The grand old school on College Street

By Rick Palsgrove, Groveport Editor

Photo courtesy of the Groveport Heritage Museum
Early 20th century students pose outside the old Groveport School that once sat along College Street near where Naomi Court exists now.

The bell tower of the old Groveport School – long gone for over a century – must have been a majestic sight as it towered over the nearby homes.

The two story, brick school was an architectural beauty with its tall windows (lots of natural light in its classrooms), ornate trim, and other decorative flourishes.

This school was once located on the west side of College Street north of Blacklick Street and built in 1884 at a cost of $10,634. It housed all 12 grades and replaced the Groveport Madison school district’s first building that was built in 1848 at Walnut and Elm streets. The College Street school was expanded in 1912, when two classrooms and a laboratory were added, and in 1919 two portable classrooms were included to accommodate the growing Groveport Madison school district.

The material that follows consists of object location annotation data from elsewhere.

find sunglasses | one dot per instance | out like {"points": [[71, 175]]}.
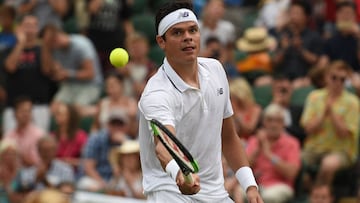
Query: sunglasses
{"points": [[335, 78]]}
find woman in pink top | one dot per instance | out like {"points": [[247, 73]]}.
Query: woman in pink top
{"points": [[70, 137]]}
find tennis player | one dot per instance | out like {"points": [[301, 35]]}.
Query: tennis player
{"points": [[190, 96]]}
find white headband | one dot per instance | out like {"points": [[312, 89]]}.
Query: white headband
{"points": [[178, 16]]}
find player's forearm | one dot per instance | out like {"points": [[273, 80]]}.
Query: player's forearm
{"points": [[162, 154]]}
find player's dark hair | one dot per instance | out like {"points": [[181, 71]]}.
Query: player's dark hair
{"points": [[169, 7], [20, 100], [343, 4], [306, 7]]}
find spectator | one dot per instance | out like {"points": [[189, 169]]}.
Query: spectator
{"points": [[281, 94], [215, 49], [247, 112], [26, 75], [7, 20], [212, 25], [275, 157], [47, 11], [299, 47], [25, 134], [129, 180], [116, 99], [271, 13], [139, 68], [321, 193], [97, 167], [343, 45], [75, 64], [257, 65], [71, 139], [108, 27], [9, 167], [50, 172], [331, 121]]}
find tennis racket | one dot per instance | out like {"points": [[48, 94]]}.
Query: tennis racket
{"points": [[180, 154]]}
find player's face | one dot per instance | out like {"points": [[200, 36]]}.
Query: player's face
{"points": [[181, 43]]}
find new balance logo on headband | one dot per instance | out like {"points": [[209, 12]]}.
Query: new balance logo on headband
{"points": [[183, 14]]}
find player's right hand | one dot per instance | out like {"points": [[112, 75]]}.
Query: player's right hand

Groveport Madison Alumni Association records show 411 students earned their high school diploma at this school during its 39 years of operation.

Students walked or rode horses or carriages to the old school on College Street and stabled their horses at a livery stable on nearby Blacklick Street. At noon each school day the students went to the stable to tend to their horses.

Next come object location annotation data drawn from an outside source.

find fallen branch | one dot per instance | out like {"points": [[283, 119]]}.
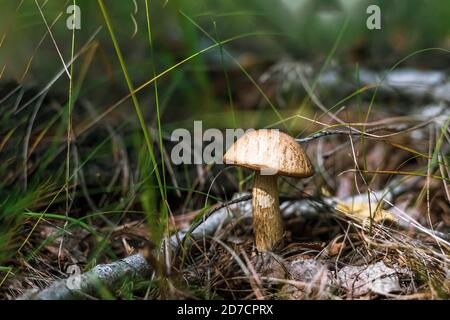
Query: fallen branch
{"points": [[136, 268]]}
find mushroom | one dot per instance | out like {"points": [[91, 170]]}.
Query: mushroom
{"points": [[270, 153]]}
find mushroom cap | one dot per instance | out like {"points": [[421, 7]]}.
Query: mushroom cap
{"points": [[271, 152]]}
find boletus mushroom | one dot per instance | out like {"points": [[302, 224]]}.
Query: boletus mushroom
{"points": [[270, 153]]}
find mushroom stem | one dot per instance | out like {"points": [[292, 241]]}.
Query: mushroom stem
{"points": [[267, 223]]}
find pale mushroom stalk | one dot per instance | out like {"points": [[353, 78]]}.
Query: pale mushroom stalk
{"points": [[267, 223], [270, 153]]}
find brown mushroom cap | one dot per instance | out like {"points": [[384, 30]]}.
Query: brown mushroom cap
{"points": [[270, 150]]}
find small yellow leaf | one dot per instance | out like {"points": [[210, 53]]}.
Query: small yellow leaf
{"points": [[362, 210]]}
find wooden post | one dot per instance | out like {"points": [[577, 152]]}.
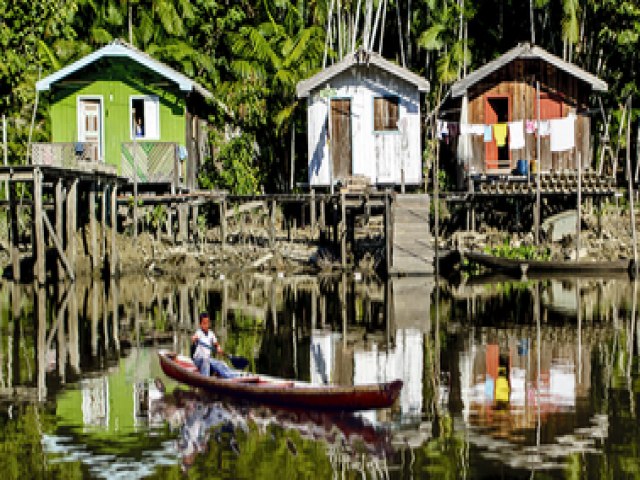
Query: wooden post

The school had no gym or auditorium, but it was surrounded by a large playground with athletic fields. The boys and girls basketball teams played in the second floor auditorium of Groveport Town Hall.

This school is why East Street was renamed to College Street. (East Street got its name because it was the eastern most street of Wert’s Grove, which in 1847 combined with Rarey’s Port to form Groveport.)

Classrooms in the school contained rows of desks and walls lined with chalkboards.

Students learned reading, writing, mathematics, science, citizenship, grammar, and studied literature.

The school’s theatrical and musical performances were held in the Groveport Town Hall auditorium. Sometimes plays would also be staged in the ballroom of the Elmont Hotel on Main Street, while more modest productions were put on in a classroom. The plays performed were often works of William Shakespeare. Students created their own costumes, which would be reused until they frayed.

A popular performance forum appears to have been an active school literary society that gave public readings of literature and of original works, sang songs, held debates, and performed musical concerts.

The first sports the school embraced were baseball and basketball, with the school fielding both boys and girls varsity basketball teams. Football was the next to come along in the early 20th century.

Another early sport played at the school was tennis, which popped up for a time after World War I before disappearing prior to the Great Depression and then reappearing in the late 1950s. The tennis court at the school was most likely dirt or grass. A tennis court sign stated, “Girls with high heeled shoes, please stay off.”

Because travel in the late 19th and early 20th centuries was not easy, athletic games were usually played against nearby schools like Canal Winchester, Ashville Hamilton Township, Grove City, and Reynoldsburg.

Athletes did not ride school buses to away games. Instead they rode the electric interurban railway that passed near the school or piled into trucks for trips to places where the interurban go. Journals of the time note notations about players and fans catching the “4:18” interurban for an away game and a coach securing a truck to take a team to a game in Hilliard.

The football season started late in the fall so players who lived on farms could help bring in the harvest. The Cruisers’ football field in those years was nothing like the high school stadiums of today. Spectators stood along the sidelines. There were no lights so the games were played in the afternoon. For all sports, equipment and uniforms were re-used for many years.

The school’s grounds were home to strong baseball teams which won the Franklin County League several times as well as a state title in 1910. Even with success there could be moments of uncertainty, as with the 1917 baseball team that had to delay the start of the season to await the delivery of “a few new baseballs.”

The girls basketball team of 1916-17 held some of its pre-season practices on an outdoor, dirt court in the schoolyard while the Town Hall auditorium was being readied for the coming season. Here is how the practices were described in the “Groveport Flashlight” school publication of 1916-17:

“The girls practiced on the uncovered outdoor court fixed temporarily in the schoolyard. Most found later, to their loss, or gain in swollen bumps, that the floor of Town Hall is considerably harder than the bare ground…although that did decrease yielding frequently to the pull of gravity downward and recovering equilibrium without serious detriment being done. Several trial games were played on this court in the schoolyard…”

It shows how much they loved the game.

By 1921, the College Street school had become overcrowded. On Aug. 8, 1921, voters approved a bond issue to build the $225,000, three story Groveport School on east Main Street to house all 12 grades, as well as an elementary school at Edwards’ Station. (In an architectural curiosity, Edwards Elementary was designed as a smaller version of the new Groveport School.)

Bond issue campaign literature from 1921 noted the new Groveport School enabled the district to close the six one room schools it operated in the township. It also stated the bond issue would cost the owner of “$1,000 property $3.82 a year, or 32 cents a month for the first year” with gradual decreases in future years.

The 1884 school was demolished in 1923 and replaced by the new Groveport School, which is now Groveport Elementary.

Some of the bricks and other features of the old 1884 school were used in building some of the homes on Naomi Court, so part of it lives on.